I would like to change its destination, then have the routing decision after
PREROUTING send the packet somewhere else.

Just because it arrived local doesn't mean I want it to stay local!

But that's no big deal.  I'm making the PREROUTING+OUTPUT
chain modifications now, everything looks OK to me.

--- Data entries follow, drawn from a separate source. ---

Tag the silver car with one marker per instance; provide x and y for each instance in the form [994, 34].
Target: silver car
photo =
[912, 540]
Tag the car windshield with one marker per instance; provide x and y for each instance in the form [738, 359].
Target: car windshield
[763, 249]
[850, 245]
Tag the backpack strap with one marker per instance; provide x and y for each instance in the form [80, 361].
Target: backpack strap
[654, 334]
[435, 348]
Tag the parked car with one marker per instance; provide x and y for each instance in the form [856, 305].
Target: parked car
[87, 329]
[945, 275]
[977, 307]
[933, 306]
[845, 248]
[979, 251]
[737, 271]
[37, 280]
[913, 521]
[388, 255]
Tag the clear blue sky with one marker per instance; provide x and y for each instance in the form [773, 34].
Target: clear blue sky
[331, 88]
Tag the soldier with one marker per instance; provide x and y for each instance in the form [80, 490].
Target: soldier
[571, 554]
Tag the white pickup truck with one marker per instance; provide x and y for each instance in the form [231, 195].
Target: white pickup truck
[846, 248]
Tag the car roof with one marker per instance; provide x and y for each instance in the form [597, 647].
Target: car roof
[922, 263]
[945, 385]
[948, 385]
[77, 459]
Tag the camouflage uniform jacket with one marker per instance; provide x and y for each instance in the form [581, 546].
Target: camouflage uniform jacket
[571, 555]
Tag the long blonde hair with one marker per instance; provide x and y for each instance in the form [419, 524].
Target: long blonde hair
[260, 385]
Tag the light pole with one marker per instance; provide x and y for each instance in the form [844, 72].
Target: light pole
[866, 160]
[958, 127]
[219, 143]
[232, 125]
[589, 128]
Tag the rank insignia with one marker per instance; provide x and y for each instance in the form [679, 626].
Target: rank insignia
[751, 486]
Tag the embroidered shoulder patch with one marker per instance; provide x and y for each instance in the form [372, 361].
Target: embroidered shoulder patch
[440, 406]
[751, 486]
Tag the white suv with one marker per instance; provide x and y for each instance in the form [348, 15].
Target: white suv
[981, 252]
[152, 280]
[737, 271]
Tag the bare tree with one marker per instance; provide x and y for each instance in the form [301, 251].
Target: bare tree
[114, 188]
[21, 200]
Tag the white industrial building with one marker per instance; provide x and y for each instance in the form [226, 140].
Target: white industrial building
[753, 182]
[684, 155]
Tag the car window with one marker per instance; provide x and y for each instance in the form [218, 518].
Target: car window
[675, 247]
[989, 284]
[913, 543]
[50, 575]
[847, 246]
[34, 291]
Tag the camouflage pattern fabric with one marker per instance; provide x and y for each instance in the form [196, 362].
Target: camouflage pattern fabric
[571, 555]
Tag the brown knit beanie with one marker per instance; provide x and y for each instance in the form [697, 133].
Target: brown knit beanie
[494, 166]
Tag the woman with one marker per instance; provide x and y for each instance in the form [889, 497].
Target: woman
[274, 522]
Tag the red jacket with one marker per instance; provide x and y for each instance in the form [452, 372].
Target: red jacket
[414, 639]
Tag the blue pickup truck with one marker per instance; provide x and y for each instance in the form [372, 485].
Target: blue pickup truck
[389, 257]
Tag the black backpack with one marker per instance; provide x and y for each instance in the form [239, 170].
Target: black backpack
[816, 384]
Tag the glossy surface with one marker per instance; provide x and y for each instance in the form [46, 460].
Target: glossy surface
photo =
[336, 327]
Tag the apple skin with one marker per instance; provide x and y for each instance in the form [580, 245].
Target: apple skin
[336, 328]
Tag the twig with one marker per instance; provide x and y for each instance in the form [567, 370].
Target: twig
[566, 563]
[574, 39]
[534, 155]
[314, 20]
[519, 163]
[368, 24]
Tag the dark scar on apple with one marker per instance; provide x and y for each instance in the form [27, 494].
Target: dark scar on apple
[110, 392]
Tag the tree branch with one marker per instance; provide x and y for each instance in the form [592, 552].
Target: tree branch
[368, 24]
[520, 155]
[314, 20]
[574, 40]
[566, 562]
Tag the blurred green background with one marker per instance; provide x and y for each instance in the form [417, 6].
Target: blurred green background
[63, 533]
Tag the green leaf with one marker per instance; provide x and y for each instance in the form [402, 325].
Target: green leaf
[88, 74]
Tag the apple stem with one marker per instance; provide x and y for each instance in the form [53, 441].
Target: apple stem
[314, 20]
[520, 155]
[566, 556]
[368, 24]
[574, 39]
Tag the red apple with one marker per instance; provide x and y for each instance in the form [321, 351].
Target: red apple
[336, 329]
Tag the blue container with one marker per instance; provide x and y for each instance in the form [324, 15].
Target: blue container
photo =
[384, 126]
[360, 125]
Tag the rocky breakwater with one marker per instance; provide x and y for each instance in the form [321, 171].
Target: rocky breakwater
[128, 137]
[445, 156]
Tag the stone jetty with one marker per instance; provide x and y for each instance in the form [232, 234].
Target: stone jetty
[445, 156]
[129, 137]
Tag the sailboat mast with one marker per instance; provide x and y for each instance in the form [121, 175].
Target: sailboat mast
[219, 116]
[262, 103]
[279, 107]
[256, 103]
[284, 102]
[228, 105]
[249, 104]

Re: Why isn't DNAT happening for host-originated packets?

[Scott Bronson]

Finally got a chance to code up this fix:

https://github.com/bronson/libvirt-hook-qemu/tree/hostfix
https://github.com/bronson/libvirt-hook-qemu/blob/hostfix/qemu#L67-L95

Works great.  Thanks Noel and Pascal.  Now I need to work on the
disappearing packet.

On Mon, Dec 7, 2015 at 4:53 PM, Scott Bronson <bronson@rinspin.com> wrote:
> On Sat, Dec 5, 2015 at 2:13 AM, Pascal Hambourg <pascal@plouf.fr.eu.org> wrote:
>> It's not handled specially /per se/.
>> It's a side effect of how conntrack and NAT work. The conntrack confirm
>> takes place at the end of POSTROUTING, and no new NAT rule can be
>> applied on a confirmed connection.
>>
>> The same applies to packets belonging to an established connection :
>> they all skip the nat chains.
>
> That makes sense (assuming PREROUTING above).  Thanks, this seems
> way less arbitrary.
>
>
>> The special thing in the loopback path is that there is no need for an
>> input routing decision after PREROUTING. So, what would happen if you
>> could actually DNAT the packet ?
>
> I would like to change its destination, then have the routing decision after
> PREROUTING send the packet somewhere else.
>
> Just because it arrived local doesn't mean I want it to stay local!
>
> But that's no big deal.  I'm making the PREROUTING+OUTPUT
> chain modifications now, everything looks OK to me.